The spectre of a Spanish F1 race without Fernando Alonso disappeared yesterday as Renault were re-admitted to the European Grand Prix. The Anglo-French team’s appeal against the ban levied by stewards at last month’s Hungarian Grand Prix was successful. But the fact that the ban was issued in the first place, and the brace of serious accidents in motorsport recently, raise all sorts of questions about safety in open-cockpit motorsport.

One side of the debate says that Renault were the scapegoats of an over-zealous stewarding panel, whose reaction was nevertheless understandable. The day before Fernando Alonso’s wheel came loose in the race, Felipe Massa suffered a serious injury when flying debris hit him in the face at one of the fastest parts of the circuit. The weekend before that, F1 legend John Surtees’ son Henry was killed by a loose wheel in an F2 race at Brands Hatch. The fact that similar accidents occurred so close to each other put a kind of superstitious fear into the Hungary stewards, who were shocked by the sight of Alonso’s wheel bouncing down the track.
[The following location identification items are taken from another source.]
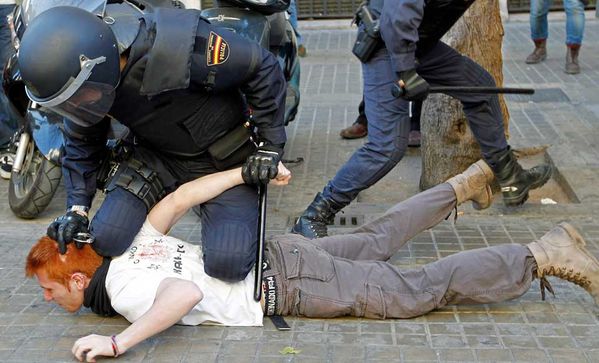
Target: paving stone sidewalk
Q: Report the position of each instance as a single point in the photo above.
(565, 328)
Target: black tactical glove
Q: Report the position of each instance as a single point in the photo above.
(66, 227)
(415, 87)
(263, 165)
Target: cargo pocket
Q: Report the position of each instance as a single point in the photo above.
(318, 307)
(307, 261)
(385, 304)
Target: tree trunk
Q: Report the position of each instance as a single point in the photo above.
(448, 146)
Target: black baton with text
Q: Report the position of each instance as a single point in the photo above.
(398, 92)
(260, 251)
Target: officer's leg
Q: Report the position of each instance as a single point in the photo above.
(388, 129)
(229, 233)
(443, 66)
(116, 222)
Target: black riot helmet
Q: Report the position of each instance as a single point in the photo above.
(266, 7)
(69, 61)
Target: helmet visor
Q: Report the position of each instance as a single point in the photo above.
(82, 101)
(88, 105)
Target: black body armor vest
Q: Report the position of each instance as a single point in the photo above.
(155, 99)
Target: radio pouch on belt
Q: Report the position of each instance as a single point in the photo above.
(233, 148)
(139, 180)
(369, 35)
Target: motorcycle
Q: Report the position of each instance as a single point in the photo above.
(267, 23)
(38, 141)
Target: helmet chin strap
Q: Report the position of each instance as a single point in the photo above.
(122, 62)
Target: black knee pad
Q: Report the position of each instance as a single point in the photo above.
(229, 250)
(117, 222)
(228, 266)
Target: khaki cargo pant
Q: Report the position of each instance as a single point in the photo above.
(347, 274)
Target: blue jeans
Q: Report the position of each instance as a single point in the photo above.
(389, 120)
(293, 19)
(574, 20)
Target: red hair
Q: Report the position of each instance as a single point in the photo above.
(44, 256)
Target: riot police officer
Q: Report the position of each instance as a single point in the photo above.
(411, 54)
(181, 86)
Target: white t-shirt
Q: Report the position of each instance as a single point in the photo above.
(133, 278)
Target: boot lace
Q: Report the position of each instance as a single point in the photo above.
(319, 229)
(565, 274)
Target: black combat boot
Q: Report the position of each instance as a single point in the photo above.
(514, 181)
(313, 222)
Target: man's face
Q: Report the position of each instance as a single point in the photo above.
(69, 299)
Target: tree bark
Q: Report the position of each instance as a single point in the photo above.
(448, 146)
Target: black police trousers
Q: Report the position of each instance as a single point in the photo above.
(228, 222)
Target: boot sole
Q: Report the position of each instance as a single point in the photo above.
(523, 197)
(536, 62)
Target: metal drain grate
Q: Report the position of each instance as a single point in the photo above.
(541, 95)
(342, 220)
(348, 220)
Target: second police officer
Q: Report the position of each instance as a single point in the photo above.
(411, 54)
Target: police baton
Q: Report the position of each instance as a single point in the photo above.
(260, 251)
(398, 91)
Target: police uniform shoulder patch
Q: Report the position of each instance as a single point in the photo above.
(217, 51)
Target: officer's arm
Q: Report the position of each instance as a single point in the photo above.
(399, 23)
(174, 299)
(85, 148)
(265, 92)
(171, 208)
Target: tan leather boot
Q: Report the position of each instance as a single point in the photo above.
(473, 184)
(357, 130)
(561, 252)
(539, 54)
(572, 66)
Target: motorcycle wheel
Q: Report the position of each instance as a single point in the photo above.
(31, 189)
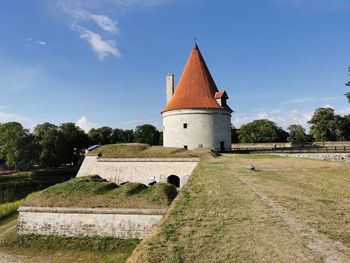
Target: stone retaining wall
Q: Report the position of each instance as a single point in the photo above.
(142, 170)
(339, 157)
(104, 222)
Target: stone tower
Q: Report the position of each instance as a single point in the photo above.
(196, 114)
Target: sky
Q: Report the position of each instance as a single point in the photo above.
(103, 62)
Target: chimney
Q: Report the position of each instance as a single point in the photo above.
(169, 78)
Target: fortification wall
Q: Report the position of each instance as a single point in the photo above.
(339, 157)
(119, 223)
(206, 127)
(119, 170)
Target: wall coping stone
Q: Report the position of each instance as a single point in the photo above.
(77, 210)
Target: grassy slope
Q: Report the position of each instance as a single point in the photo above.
(87, 192)
(9, 208)
(135, 150)
(45, 175)
(217, 218)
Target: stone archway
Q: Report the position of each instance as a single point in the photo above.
(174, 180)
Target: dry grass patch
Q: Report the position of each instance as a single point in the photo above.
(217, 218)
(93, 191)
(136, 150)
(315, 192)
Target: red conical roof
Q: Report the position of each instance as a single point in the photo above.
(196, 88)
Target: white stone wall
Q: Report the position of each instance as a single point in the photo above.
(138, 170)
(206, 127)
(119, 223)
(339, 157)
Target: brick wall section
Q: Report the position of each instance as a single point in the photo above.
(119, 223)
(119, 170)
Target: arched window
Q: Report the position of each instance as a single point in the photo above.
(174, 180)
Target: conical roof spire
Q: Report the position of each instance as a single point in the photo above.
(196, 88)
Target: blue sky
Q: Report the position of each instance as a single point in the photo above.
(103, 62)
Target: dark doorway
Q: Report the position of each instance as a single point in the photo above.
(222, 146)
(174, 180)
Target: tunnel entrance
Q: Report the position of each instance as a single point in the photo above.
(174, 180)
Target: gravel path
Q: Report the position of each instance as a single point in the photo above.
(7, 258)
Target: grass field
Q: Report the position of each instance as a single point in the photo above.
(136, 150)
(9, 208)
(289, 210)
(92, 191)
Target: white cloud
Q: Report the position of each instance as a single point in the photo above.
(85, 124)
(297, 101)
(306, 100)
(106, 23)
(16, 78)
(36, 42)
(101, 47)
(328, 106)
(345, 111)
(82, 13)
(9, 117)
(40, 42)
(316, 6)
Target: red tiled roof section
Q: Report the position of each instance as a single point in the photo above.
(196, 88)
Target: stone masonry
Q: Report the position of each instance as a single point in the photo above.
(339, 157)
(142, 170)
(118, 223)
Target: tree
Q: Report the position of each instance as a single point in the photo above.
(50, 141)
(147, 134)
(326, 126)
(297, 134)
(260, 131)
(74, 140)
(16, 144)
(348, 84)
(122, 136)
(101, 135)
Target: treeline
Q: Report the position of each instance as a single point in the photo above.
(325, 125)
(50, 145)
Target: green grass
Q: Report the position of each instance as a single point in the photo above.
(92, 191)
(42, 175)
(135, 150)
(9, 208)
(218, 218)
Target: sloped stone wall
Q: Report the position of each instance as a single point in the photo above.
(142, 170)
(339, 157)
(119, 223)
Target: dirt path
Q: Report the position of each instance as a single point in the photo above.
(330, 251)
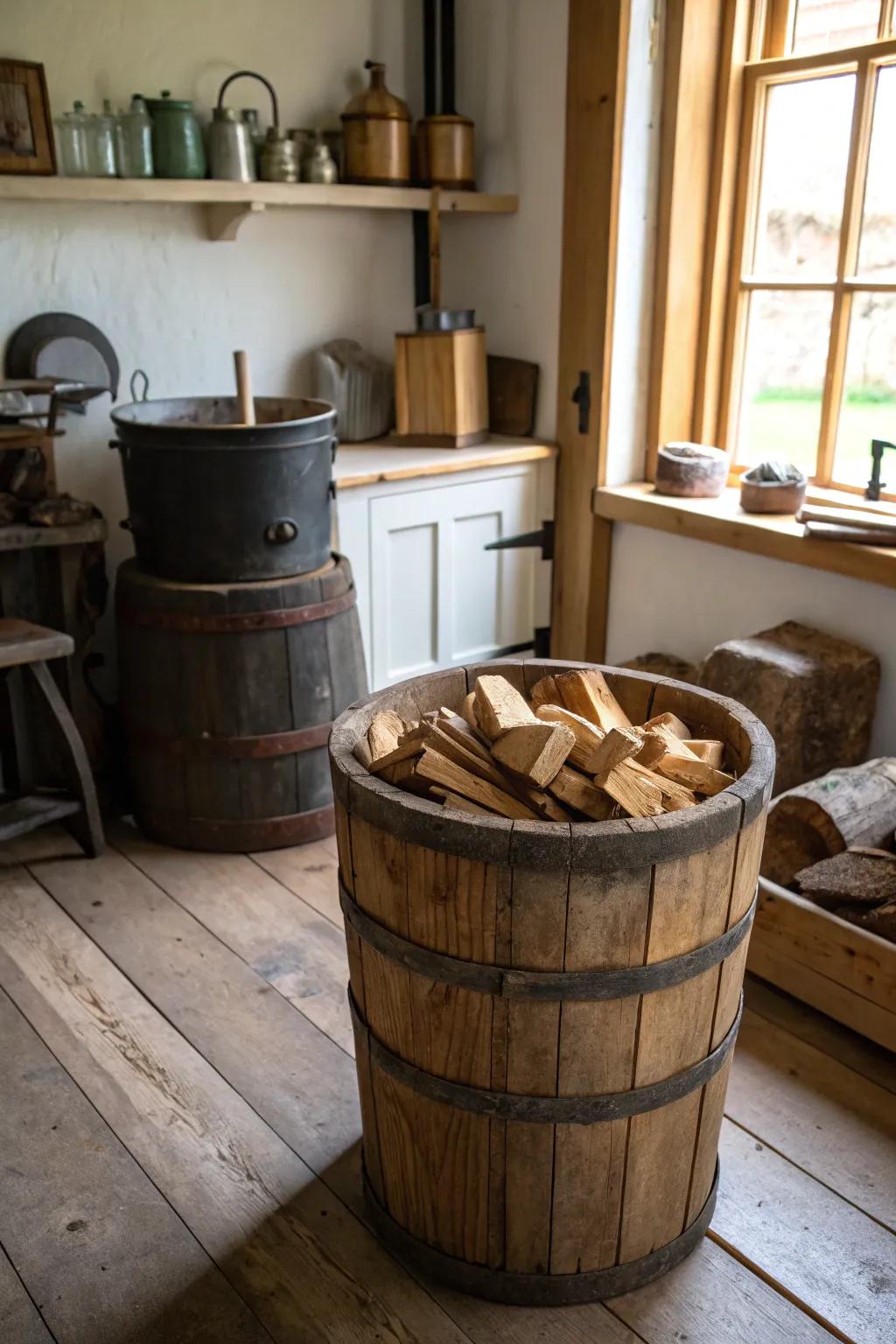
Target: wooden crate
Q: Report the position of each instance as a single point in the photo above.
(838, 968)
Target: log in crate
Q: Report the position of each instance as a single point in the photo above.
(544, 1012)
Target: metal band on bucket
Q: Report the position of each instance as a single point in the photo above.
(508, 983)
(519, 1289)
(546, 1110)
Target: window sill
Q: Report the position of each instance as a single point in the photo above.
(724, 523)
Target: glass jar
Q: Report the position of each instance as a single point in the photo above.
(101, 142)
(321, 165)
(133, 140)
(72, 142)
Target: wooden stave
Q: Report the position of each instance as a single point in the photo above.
(700, 1115)
(253, 794)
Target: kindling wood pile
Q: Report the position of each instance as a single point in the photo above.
(569, 754)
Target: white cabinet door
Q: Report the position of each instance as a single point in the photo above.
(437, 597)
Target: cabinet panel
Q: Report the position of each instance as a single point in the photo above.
(437, 597)
(411, 599)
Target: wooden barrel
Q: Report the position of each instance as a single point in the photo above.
(228, 694)
(544, 1013)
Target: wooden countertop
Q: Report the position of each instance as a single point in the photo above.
(384, 460)
(24, 536)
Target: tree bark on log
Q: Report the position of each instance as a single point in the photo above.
(816, 820)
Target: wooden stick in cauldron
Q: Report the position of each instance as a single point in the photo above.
(245, 388)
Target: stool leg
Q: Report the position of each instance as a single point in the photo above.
(85, 825)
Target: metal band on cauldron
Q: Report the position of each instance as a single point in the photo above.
(514, 1288)
(235, 622)
(236, 749)
(547, 1110)
(507, 983)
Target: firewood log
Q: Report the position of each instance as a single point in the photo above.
(816, 820)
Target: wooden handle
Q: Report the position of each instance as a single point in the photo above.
(436, 248)
(858, 536)
(243, 388)
(846, 518)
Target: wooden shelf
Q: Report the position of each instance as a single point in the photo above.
(25, 536)
(384, 460)
(724, 523)
(228, 203)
Hence the ban, despite the fact that not so long ago, loose wheels were quite commonplace.

The argument continues that both Surtees and Massa were victims of terrible luck. Had Surtees been a tenth of a second further down the road at Brands, he would not have been killed. Had Massa been a tenth of the second further down the road at the Hungaroring, Barrichello’s spring would have just hit his car, causing only mechanical damage. As has been said thousands of times before, motorsport is dangerous, and with safety standards as rigorous as they are today, such accidents are mercifully rare.

The other side of the debate argues that although Surtees’ and Massa’s accidents were freakish, something must be done to help protect the driver’s exposed head in open-cockpit motorsport. HANS has become the default protection for the driver’s neck, would have saved Roland Ratzenberger and Dale Earnhardt Sr’s lives and probably did save Robert Kubica’s. But fifteen years after the death of the greatest of them all, Ayrton Senna, from head injuries, the motorsport world is still having to bear the heavy weight of fatality from something that is, frankly, avoidable.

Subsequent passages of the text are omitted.